A new program created to help struggling first-grade students read on grade-level will start at three Sarasota County elementary schools this year.
Atwater Elementary and Cranberry Elementary in North Port and Tuttle Elementary in Sarasota will pilot the Reading Recovery Program this fall.
The program consists of intensive one-on-one lessons that last about 30 minutes each day with trained literacy teachers. Each lesson is customized to the student’s needs and complements their classroom learning. The interventions last between 12 and 20 weeks, or end when a student is reading and writing at the same level as their peers.

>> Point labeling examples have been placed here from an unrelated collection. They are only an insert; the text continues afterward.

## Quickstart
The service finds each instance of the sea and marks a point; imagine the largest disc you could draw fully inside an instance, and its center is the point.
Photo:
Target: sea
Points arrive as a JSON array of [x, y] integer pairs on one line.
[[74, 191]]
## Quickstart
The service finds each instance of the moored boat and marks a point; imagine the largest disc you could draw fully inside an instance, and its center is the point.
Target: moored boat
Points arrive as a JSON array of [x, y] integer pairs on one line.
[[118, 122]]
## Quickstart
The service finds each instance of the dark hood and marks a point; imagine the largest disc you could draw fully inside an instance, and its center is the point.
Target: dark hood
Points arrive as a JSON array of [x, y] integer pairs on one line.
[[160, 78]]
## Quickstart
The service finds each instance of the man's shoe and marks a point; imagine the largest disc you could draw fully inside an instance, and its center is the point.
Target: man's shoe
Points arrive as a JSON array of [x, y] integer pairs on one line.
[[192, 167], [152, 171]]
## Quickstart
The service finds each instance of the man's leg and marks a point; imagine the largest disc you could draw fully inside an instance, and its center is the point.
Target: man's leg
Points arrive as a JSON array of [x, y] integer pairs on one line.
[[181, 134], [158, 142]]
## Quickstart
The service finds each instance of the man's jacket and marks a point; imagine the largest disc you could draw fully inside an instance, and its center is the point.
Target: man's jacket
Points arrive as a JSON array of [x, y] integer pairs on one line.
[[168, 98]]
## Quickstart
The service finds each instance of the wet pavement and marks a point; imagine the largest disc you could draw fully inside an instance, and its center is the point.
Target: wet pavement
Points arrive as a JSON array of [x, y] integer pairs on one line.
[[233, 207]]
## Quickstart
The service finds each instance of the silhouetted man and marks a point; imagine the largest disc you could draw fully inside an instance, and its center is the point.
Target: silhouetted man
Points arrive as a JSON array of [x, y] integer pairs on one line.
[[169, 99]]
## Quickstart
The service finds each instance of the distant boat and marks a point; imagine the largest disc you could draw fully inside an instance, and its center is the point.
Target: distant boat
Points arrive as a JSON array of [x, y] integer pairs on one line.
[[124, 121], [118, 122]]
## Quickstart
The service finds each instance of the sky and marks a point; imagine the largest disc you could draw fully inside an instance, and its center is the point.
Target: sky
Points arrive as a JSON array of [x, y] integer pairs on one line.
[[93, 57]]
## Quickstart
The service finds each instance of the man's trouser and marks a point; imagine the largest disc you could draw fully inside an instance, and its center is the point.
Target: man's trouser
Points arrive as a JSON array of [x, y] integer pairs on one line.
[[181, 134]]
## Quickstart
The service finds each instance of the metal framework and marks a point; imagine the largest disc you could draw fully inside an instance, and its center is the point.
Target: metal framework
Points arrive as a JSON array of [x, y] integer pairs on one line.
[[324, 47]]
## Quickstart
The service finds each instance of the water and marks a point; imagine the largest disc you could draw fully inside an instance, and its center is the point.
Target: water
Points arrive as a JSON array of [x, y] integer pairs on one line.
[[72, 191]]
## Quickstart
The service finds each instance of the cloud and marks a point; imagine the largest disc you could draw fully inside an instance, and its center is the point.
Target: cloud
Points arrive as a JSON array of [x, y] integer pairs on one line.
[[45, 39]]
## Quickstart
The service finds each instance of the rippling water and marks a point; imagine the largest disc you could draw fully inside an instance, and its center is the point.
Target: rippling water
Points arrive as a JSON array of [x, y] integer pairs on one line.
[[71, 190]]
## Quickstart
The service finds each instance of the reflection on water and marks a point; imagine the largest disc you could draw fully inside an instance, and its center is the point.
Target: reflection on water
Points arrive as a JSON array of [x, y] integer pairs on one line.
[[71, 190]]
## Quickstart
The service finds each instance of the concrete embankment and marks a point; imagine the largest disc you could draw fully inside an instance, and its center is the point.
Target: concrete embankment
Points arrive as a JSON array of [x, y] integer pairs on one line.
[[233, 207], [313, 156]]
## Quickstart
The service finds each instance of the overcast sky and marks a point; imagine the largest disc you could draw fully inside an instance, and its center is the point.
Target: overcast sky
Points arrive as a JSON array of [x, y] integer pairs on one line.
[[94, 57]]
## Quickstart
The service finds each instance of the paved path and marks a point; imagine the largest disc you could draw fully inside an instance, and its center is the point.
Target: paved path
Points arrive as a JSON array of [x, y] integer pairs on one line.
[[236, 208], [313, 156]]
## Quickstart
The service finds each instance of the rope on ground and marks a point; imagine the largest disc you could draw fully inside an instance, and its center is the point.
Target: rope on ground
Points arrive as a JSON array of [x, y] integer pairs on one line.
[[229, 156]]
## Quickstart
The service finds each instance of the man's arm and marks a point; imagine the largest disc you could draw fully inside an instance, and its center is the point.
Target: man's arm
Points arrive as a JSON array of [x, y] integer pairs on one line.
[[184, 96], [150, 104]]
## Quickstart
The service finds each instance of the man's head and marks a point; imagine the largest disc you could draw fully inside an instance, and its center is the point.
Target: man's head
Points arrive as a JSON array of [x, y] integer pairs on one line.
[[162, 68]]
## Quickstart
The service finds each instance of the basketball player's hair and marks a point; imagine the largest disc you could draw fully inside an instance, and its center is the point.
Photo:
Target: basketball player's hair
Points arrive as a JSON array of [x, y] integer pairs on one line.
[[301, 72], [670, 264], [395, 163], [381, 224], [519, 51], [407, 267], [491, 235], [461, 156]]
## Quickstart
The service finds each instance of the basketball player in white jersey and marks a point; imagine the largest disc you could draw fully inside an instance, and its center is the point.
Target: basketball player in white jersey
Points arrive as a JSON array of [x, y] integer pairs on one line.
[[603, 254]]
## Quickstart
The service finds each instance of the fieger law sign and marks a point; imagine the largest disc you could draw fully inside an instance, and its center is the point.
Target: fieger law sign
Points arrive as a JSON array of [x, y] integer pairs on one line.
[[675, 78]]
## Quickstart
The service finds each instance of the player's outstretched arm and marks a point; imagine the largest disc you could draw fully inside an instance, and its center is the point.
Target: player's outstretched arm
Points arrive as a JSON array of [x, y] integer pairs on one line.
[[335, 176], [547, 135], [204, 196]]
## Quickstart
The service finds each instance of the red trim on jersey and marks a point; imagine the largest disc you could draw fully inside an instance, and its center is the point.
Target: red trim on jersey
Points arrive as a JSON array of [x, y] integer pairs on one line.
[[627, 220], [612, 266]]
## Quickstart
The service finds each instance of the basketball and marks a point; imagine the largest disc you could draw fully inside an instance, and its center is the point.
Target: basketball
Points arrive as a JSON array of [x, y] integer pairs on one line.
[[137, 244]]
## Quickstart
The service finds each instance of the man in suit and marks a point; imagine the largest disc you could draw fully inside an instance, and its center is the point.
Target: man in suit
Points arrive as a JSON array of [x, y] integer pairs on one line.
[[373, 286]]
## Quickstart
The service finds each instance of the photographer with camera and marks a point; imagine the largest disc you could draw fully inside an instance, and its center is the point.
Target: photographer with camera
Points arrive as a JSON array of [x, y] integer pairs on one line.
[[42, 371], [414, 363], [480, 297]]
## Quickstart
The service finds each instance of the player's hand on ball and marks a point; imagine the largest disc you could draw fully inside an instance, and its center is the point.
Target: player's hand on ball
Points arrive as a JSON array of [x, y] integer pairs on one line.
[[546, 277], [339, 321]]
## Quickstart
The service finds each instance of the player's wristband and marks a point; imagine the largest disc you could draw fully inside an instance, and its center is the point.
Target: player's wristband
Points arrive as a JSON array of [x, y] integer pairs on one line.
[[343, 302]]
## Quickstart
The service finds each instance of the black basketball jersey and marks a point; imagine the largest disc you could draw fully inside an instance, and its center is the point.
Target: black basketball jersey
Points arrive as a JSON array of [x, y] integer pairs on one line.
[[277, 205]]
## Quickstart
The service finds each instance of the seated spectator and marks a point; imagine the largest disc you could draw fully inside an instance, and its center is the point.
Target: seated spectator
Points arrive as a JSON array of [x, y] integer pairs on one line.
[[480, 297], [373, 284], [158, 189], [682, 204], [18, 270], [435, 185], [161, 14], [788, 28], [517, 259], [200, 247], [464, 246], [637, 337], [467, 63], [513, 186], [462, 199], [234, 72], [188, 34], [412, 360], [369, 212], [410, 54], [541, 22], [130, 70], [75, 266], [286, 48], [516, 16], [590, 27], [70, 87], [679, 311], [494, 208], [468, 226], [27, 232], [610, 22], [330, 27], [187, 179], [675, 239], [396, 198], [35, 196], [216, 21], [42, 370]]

Laura Kingsley, executive director of elementary schools for the district, said 75 percent of the first-graders who go through the program never need remediation again.
“We’re not putting a Band-Aid on the students struggling by third grade,” Kingsley said. “We’re arming these kids with knee pads and helmets so they won’t need remediation in third grade.”
Funding for the program came from Keith and Linda Monda, who contributed $100,000; the Charles and Margery Barancik Foundation, which also donated $100,000; and the Gulf Coast Community Foundation, which contributed some money and is working as the program’s fiscal agent.
That money will fund a teacher leader who will go to Ohio State University for training and in turn train local teachers to administer the interventions. A retired Ohio State professor who worked with the initiative is also helping with the local program after he retired in Sarasota, Kingsley said.
The program is part of the Campaign for Grade-Level Reading, a national initiative that aims to increase the number of students reading proficiently by the time they leave third grade. Both Sarasota and Manatee counties have joined the initiative.
In Sarasota, a task force seeking to close the achievement gap between low-income students and their more affluent peers presented recommendations to the Sarasota County School Board in August. The Reading Recovery program was among the ideas considered.
Cranberry Elementary principal Kirk Hutchinson estimated about 16 students at his school will be part of the program this year. Teachers are working to identify struggling students now.
“The students we’re working with are ones who have historically struggled in school,” Hutchinson said. “We have the opportunity to achieve grade-level reading success and offer additional opportunities to bring lasting change to the academic and social development of first-graders.”